Contrat, pénalités et choristes mobilisés
Selon le producteur, le contrat signé avec l’ancienne municipalité, alors dirigée par Yann Bompard (Ligue du Sud), s’élève à 4150 €. Il affirme que la ville resterait redevable de cette somme en cas d’annulation, comme le stipule l’accord. L’intéressé dit ne « pas comprendre » la décision, d’autant que près de 10 choristes devaient monter sur scène et que plus de 600 d’entre eux ont déjà engagé des frais de déplacement et d’hébergement.
| Élément | Valeur/Date |
|---|---|
| Date prévue du concert | 4 septembre |
| Audience au TA de Nîmes | 27 juillet |
| Montant du contrat | 4150 € |
| Dépense municipale invoquée | 3000 € |
Un enjeu culturel et économique local
L’annulation touche un événement fédérateur, mêlant artistes professionnels et chœurs amateurs venus de tout le pays. Outre la portée artistique et pédagogique revendiquée par DH Management, l’impact économique local est évoqué: réservations d’hôtels à Orange, billets de train, locations de bus et autres frais déjà avancés par les participants.
Quelles suites possibles?
L’audience du 27 juillet doit préciser si le recours en référé permet de maintenir la date de septembre ou non. En cas de confirmation de l’annulation, la question des indemnisations contractuelles et des coûts déjà engagés par les choristes restera posée. Si la justice donnait raison au producteur, la commune devrait alors arbitrer en urgence pour la logistique, la sécurité et l’accueil d’un public attendu nombreux au théâtre antique.

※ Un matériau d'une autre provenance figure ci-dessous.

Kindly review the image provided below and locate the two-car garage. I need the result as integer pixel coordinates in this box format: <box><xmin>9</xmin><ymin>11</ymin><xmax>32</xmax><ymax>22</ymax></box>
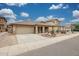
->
<box><xmin>15</xmin><ymin>25</ymin><xmax>34</xmax><ymax>34</ymax></box>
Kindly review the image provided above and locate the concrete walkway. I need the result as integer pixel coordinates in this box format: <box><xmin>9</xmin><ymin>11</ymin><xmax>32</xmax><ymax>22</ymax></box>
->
<box><xmin>0</xmin><ymin>33</ymin><xmax>79</xmax><ymax>56</ymax></box>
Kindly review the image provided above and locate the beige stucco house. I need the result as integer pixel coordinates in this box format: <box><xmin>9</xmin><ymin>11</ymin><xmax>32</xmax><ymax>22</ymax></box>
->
<box><xmin>0</xmin><ymin>17</ymin><xmax>7</xmax><ymax>32</ymax></box>
<box><xmin>8</xmin><ymin>19</ymin><xmax>60</xmax><ymax>34</ymax></box>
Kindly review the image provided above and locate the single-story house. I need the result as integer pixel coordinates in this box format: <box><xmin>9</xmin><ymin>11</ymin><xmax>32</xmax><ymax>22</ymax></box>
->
<box><xmin>8</xmin><ymin>19</ymin><xmax>60</xmax><ymax>34</ymax></box>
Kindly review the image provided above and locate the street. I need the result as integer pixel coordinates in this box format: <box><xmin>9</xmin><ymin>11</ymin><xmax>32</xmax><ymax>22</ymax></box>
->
<box><xmin>18</xmin><ymin>36</ymin><xmax>79</xmax><ymax>56</ymax></box>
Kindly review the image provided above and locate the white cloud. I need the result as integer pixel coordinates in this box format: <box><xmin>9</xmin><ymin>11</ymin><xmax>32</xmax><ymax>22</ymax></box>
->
<box><xmin>35</xmin><ymin>15</ymin><xmax>65</xmax><ymax>21</ymax></box>
<box><xmin>35</xmin><ymin>16</ymin><xmax>48</xmax><ymax>21</ymax></box>
<box><xmin>6</xmin><ymin>3</ymin><xmax>27</xmax><ymax>7</ymax></box>
<box><xmin>58</xmin><ymin>18</ymin><xmax>65</xmax><ymax>21</ymax></box>
<box><xmin>20</xmin><ymin>12</ymin><xmax>29</xmax><ymax>17</ymax></box>
<box><xmin>0</xmin><ymin>8</ymin><xmax>16</xmax><ymax>22</ymax></box>
<box><xmin>72</xmin><ymin>10</ymin><xmax>79</xmax><ymax>18</ymax></box>
<box><xmin>49</xmin><ymin>4</ymin><xmax>69</xmax><ymax>10</ymax></box>
<box><xmin>63</xmin><ymin>5</ymin><xmax>69</xmax><ymax>9</ymax></box>
<box><xmin>49</xmin><ymin>4</ymin><xmax>63</xmax><ymax>10</ymax></box>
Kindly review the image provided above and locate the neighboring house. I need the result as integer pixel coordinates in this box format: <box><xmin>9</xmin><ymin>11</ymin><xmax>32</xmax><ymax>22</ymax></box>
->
<box><xmin>9</xmin><ymin>19</ymin><xmax>60</xmax><ymax>34</ymax></box>
<box><xmin>0</xmin><ymin>17</ymin><xmax>7</xmax><ymax>32</ymax></box>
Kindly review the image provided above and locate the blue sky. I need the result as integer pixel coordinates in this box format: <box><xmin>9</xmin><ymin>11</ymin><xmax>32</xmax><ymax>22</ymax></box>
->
<box><xmin>0</xmin><ymin>3</ymin><xmax>79</xmax><ymax>23</ymax></box>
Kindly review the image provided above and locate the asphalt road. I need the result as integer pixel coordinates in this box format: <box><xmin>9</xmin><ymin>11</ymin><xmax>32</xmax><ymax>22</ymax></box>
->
<box><xmin>18</xmin><ymin>36</ymin><xmax>79</xmax><ymax>56</ymax></box>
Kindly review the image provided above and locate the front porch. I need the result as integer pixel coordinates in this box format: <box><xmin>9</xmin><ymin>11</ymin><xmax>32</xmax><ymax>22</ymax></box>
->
<box><xmin>34</xmin><ymin>26</ymin><xmax>49</xmax><ymax>34</ymax></box>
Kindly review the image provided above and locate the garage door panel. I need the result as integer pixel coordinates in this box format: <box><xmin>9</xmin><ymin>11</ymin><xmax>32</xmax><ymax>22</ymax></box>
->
<box><xmin>16</xmin><ymin>26</ymin><xmax>34</xmax><ymax>34</ymax></box>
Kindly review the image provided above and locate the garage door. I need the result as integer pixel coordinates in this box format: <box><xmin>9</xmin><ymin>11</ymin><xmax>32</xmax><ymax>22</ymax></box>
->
<box><xmin>16</xmin><ymin>26</ymin><xmax>34</xmax><ymax>34</ymax></box>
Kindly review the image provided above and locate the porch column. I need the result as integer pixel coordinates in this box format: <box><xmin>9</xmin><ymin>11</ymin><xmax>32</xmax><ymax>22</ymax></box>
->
<box><xmin>13</xmin><ymin>25</ymin><xmax>16</xmax><ymax>34</ymax></box>
<box><xmin>42</xmin><ymin>26</ymin><xmax>45</xmax><ymax>33</ymax></box>
<box><xmin>35</xmin><ymin>26</ymin><xmax>38</xmax><ymax>34</ymax></box>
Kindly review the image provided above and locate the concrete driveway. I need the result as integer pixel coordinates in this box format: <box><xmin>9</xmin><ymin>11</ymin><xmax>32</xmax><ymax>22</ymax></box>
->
<box><xmin>0</xmin><ymin>32</ymin><xmax>17</xmax><ymax>48</ymax></box>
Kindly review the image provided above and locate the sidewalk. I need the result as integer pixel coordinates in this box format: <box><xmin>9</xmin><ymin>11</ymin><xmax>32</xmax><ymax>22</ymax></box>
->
<box><xmin>0</xmin><ymin>33</ymin><xmax>79</xmax><ymax>56</ymax></box>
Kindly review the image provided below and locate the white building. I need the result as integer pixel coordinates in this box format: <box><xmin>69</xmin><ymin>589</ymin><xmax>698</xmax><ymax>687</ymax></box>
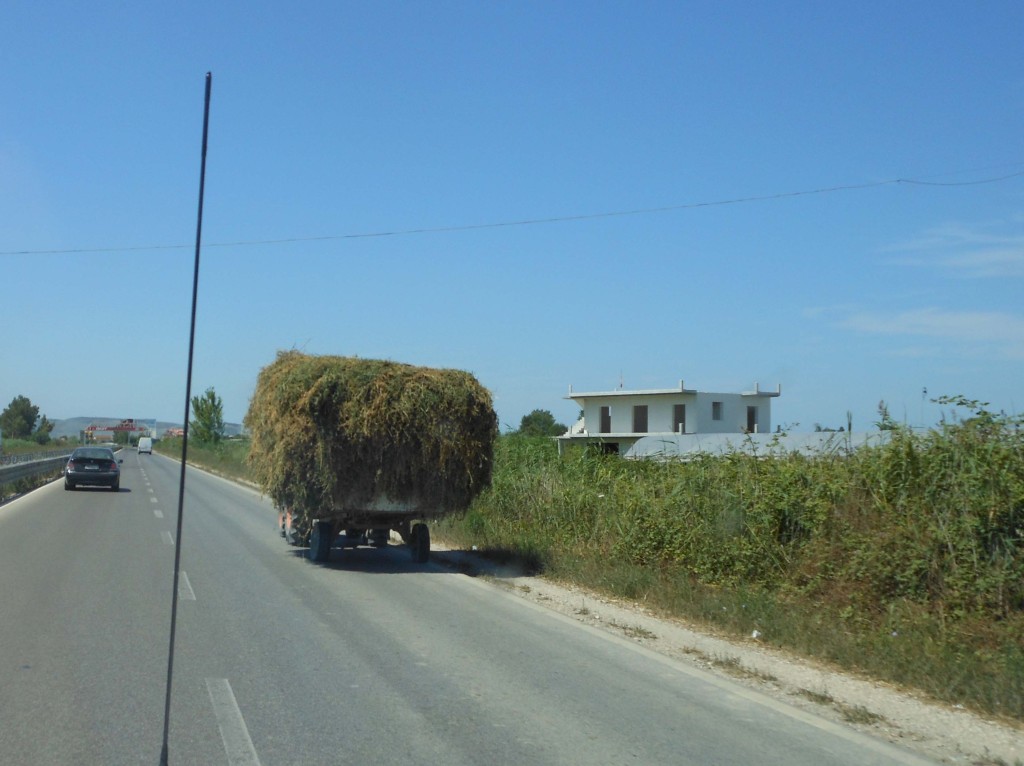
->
<box><xmin>558</xmin><ymin>381</ymin><xmax>782</xmax><ymax>454</ymax></box>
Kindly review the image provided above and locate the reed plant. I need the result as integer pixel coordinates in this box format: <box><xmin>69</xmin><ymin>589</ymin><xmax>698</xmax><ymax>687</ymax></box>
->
<box><xmin>439</xmin><ymin>397</ymin><xmax>1024</xmax><ymax>720</ymax></box>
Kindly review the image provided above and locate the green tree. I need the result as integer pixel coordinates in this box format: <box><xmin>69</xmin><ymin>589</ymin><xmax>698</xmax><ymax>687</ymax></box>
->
<box><xmin>519</xmin><ymin>410</ymin><xmax>568</xmax><ymax>436</ymax></box>
<box><xmin>32</xmin><ymin>415</ymin><xmax>55</xmax><ymax>444</ymax></box>
<box><xmin>0</xmin><ymin>395</ymin><xmax>40</xmax><ymax>439</ymax></box>
<box><xmin>188</xmin><ymin>386</ymin><xmax>224</xmax><ymax>444</ymax></box>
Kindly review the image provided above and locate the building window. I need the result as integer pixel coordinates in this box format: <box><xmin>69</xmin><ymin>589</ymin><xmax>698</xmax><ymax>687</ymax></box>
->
<box><xmin>672</xmin><ymin>405</ymin><xmax>686</xmax><ymax>433</ymax></box>
<box><xmin>633</xmin><ymin>405</ymin><xmax>647</xmax><ymax>433</ymax></box>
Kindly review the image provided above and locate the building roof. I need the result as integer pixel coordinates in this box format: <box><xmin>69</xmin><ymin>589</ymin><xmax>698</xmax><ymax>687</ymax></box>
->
<box><xmin>625</xmin><ymin>431</ymin><xmax>891</xmax><ymax>459</ymax></box>
<box><xmin>565</xmin><ymin>381</ymin><xmax>782</xmax><ymax>399</ymax></box>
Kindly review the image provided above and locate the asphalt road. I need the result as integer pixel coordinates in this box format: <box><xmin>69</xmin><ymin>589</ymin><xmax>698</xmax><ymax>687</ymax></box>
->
<box><xmin>0</xmin><ymin>451</ymin><xmax>937</xmax><ymax>766</ymax></box>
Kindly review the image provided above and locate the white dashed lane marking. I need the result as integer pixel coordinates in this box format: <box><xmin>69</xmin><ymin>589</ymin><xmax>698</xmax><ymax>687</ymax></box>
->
<box><xmin>206</xmin><ymin>678</ymin><xmax>259</xmax><ymax>766</ymax></box>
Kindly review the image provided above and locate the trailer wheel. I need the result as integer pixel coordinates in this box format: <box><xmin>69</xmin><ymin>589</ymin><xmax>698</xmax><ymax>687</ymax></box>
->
<box><xmin>309</xmin><ymin>520</ymin><xmax>336</xmax><ymax>563</ymax></box>
<box><xmin>409</xmin><ymin>523</ymin><xmax>430</xmax><ymax>564</ymax></box>
<box><xmin>284</xmin><ymin>511</ymin><xmax>309</xmax><ymax>547</ymax></box>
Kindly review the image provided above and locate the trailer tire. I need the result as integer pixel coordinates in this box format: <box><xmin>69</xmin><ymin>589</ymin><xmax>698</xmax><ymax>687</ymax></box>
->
<box><xmin>409</xmin><ymin>523</ymin><xmax>430</xmax><ymax>564</ymax></box>
<box><xmin>309</xmin><ymin>520</ymin><xmax>336</xmax><ymax>563</ymax></box>
<box><xmin>284</xmin><ymin>511</ymin><xmax>309</xmax><ymax>548</ymax></box>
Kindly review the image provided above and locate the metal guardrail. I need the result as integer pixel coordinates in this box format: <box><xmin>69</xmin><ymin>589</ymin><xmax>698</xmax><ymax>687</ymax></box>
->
<box><xmin>0</xmin><ymin>453</ymin><xmax>71</xmax><ymax>484</ymax></box>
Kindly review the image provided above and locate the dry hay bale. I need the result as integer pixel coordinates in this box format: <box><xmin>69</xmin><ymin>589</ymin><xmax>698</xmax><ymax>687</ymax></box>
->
<box><xmin>245</xmin><ymin>351</ymin><xmax>498</xmax><ymax>517</ymax></box>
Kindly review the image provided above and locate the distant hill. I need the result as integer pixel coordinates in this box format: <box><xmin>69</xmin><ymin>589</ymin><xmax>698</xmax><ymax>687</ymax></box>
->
<box><xmin>50</xmin><ymin>418</ymin><xmax>242</xmax><ymax>438</ymax></box>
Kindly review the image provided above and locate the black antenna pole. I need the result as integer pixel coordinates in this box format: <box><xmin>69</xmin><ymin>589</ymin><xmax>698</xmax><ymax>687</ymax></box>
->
<box><xmin>160</xmin><ymin>72</ymin><xmax>213</xmax><ymax>766</ymax></box>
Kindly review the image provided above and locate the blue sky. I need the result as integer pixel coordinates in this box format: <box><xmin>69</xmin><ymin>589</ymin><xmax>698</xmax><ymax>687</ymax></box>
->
<box><xmin>0</xmin><ymin>0</ymin><xmax>1024</xmax><ymax>430</ymax></box>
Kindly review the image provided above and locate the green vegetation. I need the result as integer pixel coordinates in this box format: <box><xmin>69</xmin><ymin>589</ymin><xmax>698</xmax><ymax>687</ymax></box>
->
<box><xmin>0</xmin><ymin>396</ymin><xmax>53</xmax><ymax>444</ymax></box>
<box><xmin>438</xmin><ymin>398</ymin><xmax>1024</xmax><ymax>719</ymax></box>
<box><xmin>519</xmin><ymin>410</ymin><xmax>568</xmax><ymax>436</ymax></box>
<box><xmin>153</xmin><ymin>436</ymin><xmax>251</xmax><ymax>481</ymax></box>
<box><xmin>188</xmin><ymin>387</ymin><xmax>224</xmax><ymax>444</ymax></box>
<box><xmin>155</xmin><ymin>397</ymin><xmax>1024</xmax><ymax>720</ymax></box>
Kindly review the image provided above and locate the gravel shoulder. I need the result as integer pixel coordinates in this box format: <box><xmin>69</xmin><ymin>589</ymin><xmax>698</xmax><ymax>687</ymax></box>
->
<box><xmin>431</xmin><ymin>544</ymin><xmax>1024</xmax><ymax>766</ymax></box>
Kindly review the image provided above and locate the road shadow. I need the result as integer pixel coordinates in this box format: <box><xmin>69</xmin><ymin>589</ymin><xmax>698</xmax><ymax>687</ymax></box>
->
<box><xmin>280</xmin><ymin>544</ymin><xmax>540</xmax><ymax>579</ymax></box>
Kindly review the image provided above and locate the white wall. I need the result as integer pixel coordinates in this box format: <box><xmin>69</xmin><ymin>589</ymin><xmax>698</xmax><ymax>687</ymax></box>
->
<box><xmin>583</xmin><ymin>392</ymin><xmax>771</xmax><ymax>436</ymax></box>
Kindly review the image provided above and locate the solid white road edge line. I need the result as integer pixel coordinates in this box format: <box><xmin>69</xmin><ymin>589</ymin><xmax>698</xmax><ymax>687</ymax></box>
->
<box><xmin>178</xmin><ymin>570</ymin><xmax>196</xmax><ymax>601</ymax></box>
<box><xmin>206</xmin><ymin>678</ymin><xmax>259</xmax><ymax>766</ymax></box>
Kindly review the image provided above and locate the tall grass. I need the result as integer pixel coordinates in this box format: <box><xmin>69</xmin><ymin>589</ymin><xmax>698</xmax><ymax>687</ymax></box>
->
<box><xmin>153</xmin><ymin>437</ymin><xmax>251</xmax><ymax>481</ymax></box>
<box><xmin>151</xmin><ymin>409</ymin><xmax>1024</xmax><ymax>720</ymax></box>
<box><xmin>440</xmin><ymin>411</ymin><xmax>1024</xmax><ymax>719</ymax></box>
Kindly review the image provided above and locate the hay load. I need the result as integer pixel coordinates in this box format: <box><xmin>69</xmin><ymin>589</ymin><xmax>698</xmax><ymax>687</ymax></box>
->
<box><xmin>245</xmin><ymin>351</ymin><xmax>498</xmax><ymax>561</ymax></box>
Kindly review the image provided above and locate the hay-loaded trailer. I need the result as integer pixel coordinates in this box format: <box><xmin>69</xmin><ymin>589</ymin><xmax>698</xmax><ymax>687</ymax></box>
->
<box><xmin>245</xmin><ymin>351</ymin><xmax>498</xmax><ymax>562</ymax></box>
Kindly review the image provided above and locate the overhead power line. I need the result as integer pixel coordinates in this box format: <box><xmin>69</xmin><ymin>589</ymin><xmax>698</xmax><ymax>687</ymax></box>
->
<box><xmin>0</xmin><ymin>163</ymin><xmax>1024</xmax><ymax>255</ymax></box>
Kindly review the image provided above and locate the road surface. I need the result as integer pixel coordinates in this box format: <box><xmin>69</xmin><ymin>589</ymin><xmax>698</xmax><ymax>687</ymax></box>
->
<box><xmin>0</xmin><ymin>450</ymin><xmax>926</xmax><ymax>766</ymax></box>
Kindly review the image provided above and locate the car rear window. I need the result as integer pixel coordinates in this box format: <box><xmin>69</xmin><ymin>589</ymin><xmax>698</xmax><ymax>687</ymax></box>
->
<box><xmin>71</xmin><ymin>450</ymin><xmax>114</xmax><ymax>460</ymax></box>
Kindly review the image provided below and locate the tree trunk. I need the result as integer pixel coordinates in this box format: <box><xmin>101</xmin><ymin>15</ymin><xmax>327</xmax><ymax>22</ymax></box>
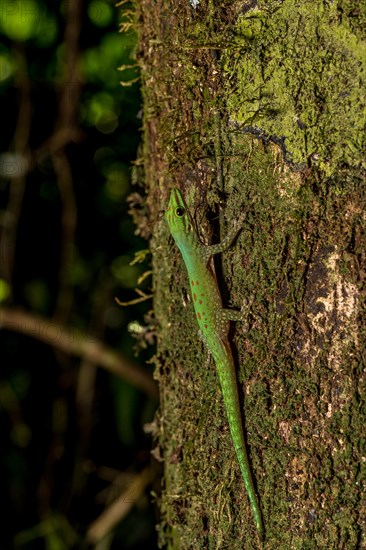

- Recours déposé devant le tribunal administratif de Nîmes, audience le 27 juillet.
- La mairie invoque une dépense de 3000 € liée à un éboulement pour justifier l’annulation.
- Contrat à 4150 € et des centaines de choristes ayant déjà réservé leurs déplacements.
Dans l’attente de la décision du juge, organisateurs, choristes et public restent suspendus à un calendrier serré, à quelques semaines seulement de la rentrée culturelle.